Galileo Found Four Moons
But the Backstory Is More Important

Today, January 7, 1610, Galileo noticed three lights in the darkness around Jupiter. At that moment, he figured that they were stars. However, during the following week, he continued to gaze at those three stars. By the 15th, Galileo realized that they were moons of Jupiter. Interestingly, he found the fourth moon while staring into the darkness of space.

Galileo essentially confirmed what Copernicus developed a century earlier his theory of the heliocentric universe. The Sun, not the Earth, is the center of the universe. At that time, our tiny solar system was the universe.

Galileo developed his heliocentric belief and wrote Siderius Nuncius (The Starry Messenger) in 1610. In 1616, the Catholic Church stated that the Earth was the center of the universe, and the heliocentric belief was heretical. Galileo wrote another book, Dialogue Concerning the Two Chief World Systems, in 1632. In the following year, the Catholic Church found him guilty of heresy. It took over three and a half centuries before the Catholic Church apologized for threatening Galileo with being burned at the stake and put him under house arrest for the rest of his life.

Galileo defended himself during the Inquisition.

Galileo’s four moons are the Galilean satellites: Io, Europa, Ganymede, and Callisto.

The four moons of Jupiter

Since that time, astronomers have found seventy-nine moons orbiting Jupiter.

However, the James Webb Space Telescope (JWST) was launched on December 25, 2021. Since the launch, the first couple of weeks has been called weeks of terror since the launch. After the launch, the JWST had to execute the initial course correction, deploy the booms of the satellite, activate the high-gain antenna, unfurl the sun shield, etc. This picture compares the JWST with a tennis court.
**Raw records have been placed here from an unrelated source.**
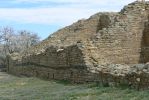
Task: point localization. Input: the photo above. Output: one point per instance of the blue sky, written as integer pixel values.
(47, 16)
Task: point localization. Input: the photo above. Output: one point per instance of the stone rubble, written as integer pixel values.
(107, 47)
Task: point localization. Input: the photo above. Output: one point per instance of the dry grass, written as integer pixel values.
(23, 88)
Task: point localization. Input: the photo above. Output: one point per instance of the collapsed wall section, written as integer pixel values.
(54, 63)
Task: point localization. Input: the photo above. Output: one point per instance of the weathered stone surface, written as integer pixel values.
(107, 47)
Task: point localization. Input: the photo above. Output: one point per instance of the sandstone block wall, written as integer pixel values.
(90, 50)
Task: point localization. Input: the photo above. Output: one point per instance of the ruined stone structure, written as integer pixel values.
(107, 47)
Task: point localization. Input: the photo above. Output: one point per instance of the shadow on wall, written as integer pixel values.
(144, 54)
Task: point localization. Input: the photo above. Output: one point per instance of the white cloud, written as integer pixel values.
(63, 15)
(44, 15)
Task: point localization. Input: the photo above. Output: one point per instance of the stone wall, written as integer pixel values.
(103, 48)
JWST is the size of a tennis court.

The JWST will look like this on its long journey into deep space.

The Webb Space Telescope

The JWST is huge in comparison with other observation satellites like Hubble.

The mirrors

JWST has eighteen hexagonal mirrors, which make up the telescope, and Hubble has one. There is another enormous difference. Hubble orbits around the Earth, whereas JWST will orbit the Sun.

Hubble is tied to the Earth, but JWST isn’t.

The fascinating thing about the Webb Telescope is that Galileo discovered four moons orbiting Jupiter while JWTS will be looking back upon the creation of the first stars.

The backstory of Galileo

The Herschel Space Observatory, HST, also orbited the Sun from 2009-2013, and it went back in time to the creation of the first galaxies. However, JWST will return to the first stars just after the Dark Age. It will see the stars via infrared pictures.

In six months, pictures will come back from billions of years ago…over thirteen billion years ago.